The technique I am using is the following: I create DAGs with two tasks, one is a sensor (this guarantees that the DagRun is always in running state until the end)
class WaitTasksSensor(BaseSensorOperator):
...
def poke(self, context):
files = os.list_dir(MY_DIR)
for f in files:
filename = os.path.join(MY_DIR, f)
json_file = open(filename).read()
json_dict = json.loads(json_file)
key = json_dict["key"]
self.xcom_push(context, key + "_" + self.dag_id, json_file)
# This sensor completes successfully only when the "end" task appears in the graph
last_task_id = "end_" + self.dag_id
return last_task_id in self.dag.task_ids
def create_dags(dag_id):
with DAG(dag_id, schedule_interval=None):
first = DummyOperator(task_id="first_" + dag_id)

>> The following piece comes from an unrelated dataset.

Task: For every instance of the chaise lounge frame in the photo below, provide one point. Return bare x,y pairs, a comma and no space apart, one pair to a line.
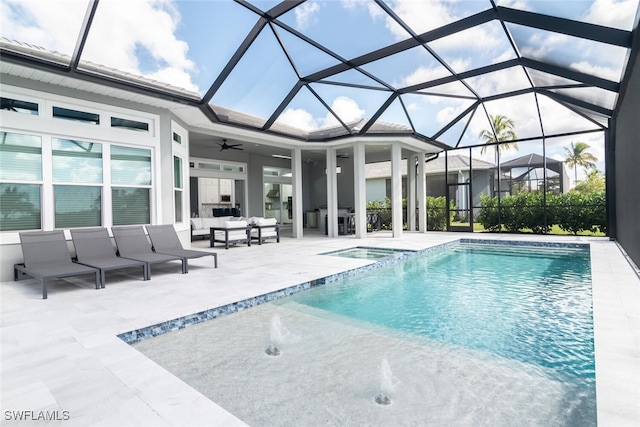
46,256
132,243
94,248
165,240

wait_sensor = WaitTasksSensor(task_id="wait_sensor_" + dag_id, mode="reschedule")
first >> wait_sensor
pull_tasks(wait_sensor) # Code below
dag = create_dags("dag_1")
While the Sensor pushes JSON files representing tasks and their dependencies (which keep coming in a folder), I try to pull tasks from XCom in the DAG code.
def pull_tasks(previous_task):
current_dag = previous_task.dag
dag_id = current_dag.dag_id
last_run = current_dag.get_last_dagrun(include_externally_triggered=True)
if not last_run:
return
last_run_date = last_run.execution_date
task_instances = previous_task.get_task_instances(start_date=last_run_date)
if not task_instances:
return
last_task_instance = task_instance[-1]
json_ids = [...]
for json_id in json_ids:
task_graph_json = last_task_instance.xcom_pull(task_ids=previous_task.task_id,
key=json_id + "_" + dag_id,
dag_id=dag_id)
if task_graph:
task_graph_deserialized = json.loads(task_graph_json)
tasks = task_graph_deserialized["tasks"]
create_dynamic_tasks(dag, task_dicts)
def create_dynamic_tasks(dag, task_dicts):
dag_id = dag.dag_id
for task_dict in task_dicts:
task = DummyOperator(task_id=task_id + "_" + dag_id,
dag=dag)
dependencies = task_dict["dependencies"]
for predecessor_id in dependencies:
predecessor = dag.get_task(predecessor_id + "_" + dag_id)
predecessor >> task
My question is: is Airflow a valid instrument for such a use case? Or am I stretching it a bit too far from its main uses cases (i.e. fixed workflow with static tasks not generated at runtime)?
Would this approach scale for, let's say, tens of thousands DAGs and hundreds of thousands tasks? Or is there any other similar tool to achieve this in an easier way?